Abstract 1321P
Background
To date, there is no optimal surrogate for efficacy of immune checkpoint inhibitors in advanced non-small-cell lung cancer (NSCLC). Advanced Lung Cancer Inflammation Index (ALI score: body mass index X serum albumine/blood neutrophil-to-lymphocyte ratio) reflects the systemic inflammation of the host and is easily reproducible in routine clinical practice.
Methods
In a Nation-wide study, we retrospectively analyzed patients with stage III or IV NSCLC who received PD1/PD-L1 inhibitors alone or in combination with chemotherapy in any line of treatment in 25 cancer centers in Greece. For every patient we recorded demographic, somatometric and clinicopathological characteristics, as well as clinical outcomes of immunotherapy.

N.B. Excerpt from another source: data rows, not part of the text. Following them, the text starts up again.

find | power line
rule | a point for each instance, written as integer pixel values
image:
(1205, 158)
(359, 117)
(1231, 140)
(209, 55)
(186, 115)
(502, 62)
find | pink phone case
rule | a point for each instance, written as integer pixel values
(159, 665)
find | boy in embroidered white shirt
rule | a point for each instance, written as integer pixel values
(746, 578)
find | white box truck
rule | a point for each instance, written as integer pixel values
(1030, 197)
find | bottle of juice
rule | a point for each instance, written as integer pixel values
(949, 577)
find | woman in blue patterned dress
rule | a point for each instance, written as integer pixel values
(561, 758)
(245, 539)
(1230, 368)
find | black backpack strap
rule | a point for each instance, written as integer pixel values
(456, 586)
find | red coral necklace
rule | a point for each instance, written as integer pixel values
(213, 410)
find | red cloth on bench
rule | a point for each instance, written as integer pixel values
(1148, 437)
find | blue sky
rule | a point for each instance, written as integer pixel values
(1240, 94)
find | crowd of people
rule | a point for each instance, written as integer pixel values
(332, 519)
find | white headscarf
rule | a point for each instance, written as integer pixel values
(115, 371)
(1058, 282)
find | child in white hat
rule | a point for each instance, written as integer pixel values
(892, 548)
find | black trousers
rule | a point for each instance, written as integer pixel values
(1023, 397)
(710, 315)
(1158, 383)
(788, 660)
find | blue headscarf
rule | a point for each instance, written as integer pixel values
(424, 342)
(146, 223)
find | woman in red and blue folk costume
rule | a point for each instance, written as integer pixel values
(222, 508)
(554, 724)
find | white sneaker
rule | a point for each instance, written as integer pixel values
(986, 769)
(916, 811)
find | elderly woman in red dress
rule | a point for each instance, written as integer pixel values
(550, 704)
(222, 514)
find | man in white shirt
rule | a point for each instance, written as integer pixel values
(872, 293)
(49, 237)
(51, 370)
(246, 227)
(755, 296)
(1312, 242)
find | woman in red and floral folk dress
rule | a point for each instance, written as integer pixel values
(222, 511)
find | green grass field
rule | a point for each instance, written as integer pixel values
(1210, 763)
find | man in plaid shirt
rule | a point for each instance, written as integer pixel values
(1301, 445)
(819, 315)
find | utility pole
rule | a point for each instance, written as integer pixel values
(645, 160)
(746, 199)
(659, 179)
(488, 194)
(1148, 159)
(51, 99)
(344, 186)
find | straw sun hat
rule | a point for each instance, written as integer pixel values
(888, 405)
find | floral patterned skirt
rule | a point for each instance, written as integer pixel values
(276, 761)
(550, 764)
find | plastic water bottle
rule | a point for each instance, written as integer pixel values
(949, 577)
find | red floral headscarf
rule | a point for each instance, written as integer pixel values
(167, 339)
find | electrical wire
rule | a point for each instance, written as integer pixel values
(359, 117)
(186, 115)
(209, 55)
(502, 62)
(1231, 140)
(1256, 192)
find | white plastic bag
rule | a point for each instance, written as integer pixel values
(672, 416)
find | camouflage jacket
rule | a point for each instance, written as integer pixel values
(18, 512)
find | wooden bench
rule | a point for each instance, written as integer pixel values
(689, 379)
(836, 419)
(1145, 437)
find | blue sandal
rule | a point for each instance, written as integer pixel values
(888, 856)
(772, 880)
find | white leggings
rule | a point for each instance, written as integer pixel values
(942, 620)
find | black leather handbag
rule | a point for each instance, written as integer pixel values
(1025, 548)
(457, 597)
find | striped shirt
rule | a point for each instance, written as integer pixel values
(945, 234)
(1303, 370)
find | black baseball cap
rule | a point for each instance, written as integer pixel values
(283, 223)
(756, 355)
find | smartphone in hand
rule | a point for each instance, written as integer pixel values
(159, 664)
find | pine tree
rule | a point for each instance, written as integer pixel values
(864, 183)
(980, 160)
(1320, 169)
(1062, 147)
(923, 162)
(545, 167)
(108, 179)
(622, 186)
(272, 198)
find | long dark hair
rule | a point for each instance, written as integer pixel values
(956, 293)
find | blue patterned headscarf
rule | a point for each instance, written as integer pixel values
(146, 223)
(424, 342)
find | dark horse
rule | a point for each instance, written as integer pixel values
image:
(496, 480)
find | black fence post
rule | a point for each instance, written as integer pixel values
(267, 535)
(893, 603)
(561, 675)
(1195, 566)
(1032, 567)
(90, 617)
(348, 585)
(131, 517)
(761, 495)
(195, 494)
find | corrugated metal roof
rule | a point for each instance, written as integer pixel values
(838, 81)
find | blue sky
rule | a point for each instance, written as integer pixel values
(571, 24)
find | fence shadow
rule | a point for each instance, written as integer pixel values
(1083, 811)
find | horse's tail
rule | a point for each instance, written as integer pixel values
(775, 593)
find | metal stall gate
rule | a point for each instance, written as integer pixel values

ALI score was evaluated as a marker of efficacy through appropriate statistical tests.
Results
Seven hundred and three (703) patients were included in final analysis, of whom 71.7% were men, 67.2% had tumors of adenocarcinoma histology, 88.4% had stage IV disease at diagnosis, 39.4% received immunotherapy as 1st-line treatment and 74.9% as monotherapy. Median age at diagnosis was 68 years, median BMI was 25.1 kg/m2, median albumin level was 3.9 g/dl and 35.4% of the patients had PD-L1 expression of more than 50%. Using the bibliographic cut-off value of 18 for ALI, patients with ALI>18 had significantly longer PFS (12 vs 5.6 months, p<0.001) and OS (23.1 vs 12.0 months, p<0.001). In multivariate analysis, patients with ALI>18 had a 41% lower probability of disease progression (HR=0.594, 95%CI 0.487-0.724, p<0.001) and 45% lower probability of death (HR=0.549, 95%CI 0.445-0.678, p<0.001) as compared to those with ALI<18, independent of Performance Status, stage at diagnosis, line of treatment and level of PD-L1 expression. There was no statistically significant correlation of ALI with objective response rates to immunotherapy (PD vs CR or PR or SD, p=0.623).
Conclusions
ALI score correlates with clinical benefit from immunotherapy in advanced NSCLC independent from significant co-variables and may assist decision-making in clinical practice. Further validation of its value as a predictive marker of immunotherapy efficacy is ongoing.
Clinical trial identification
Editorial acknowledgement
Legal entity responsible for the study
The authors.
Funding
Has not received any funding.
Disclosure
All authors have declared no conflicts of interest.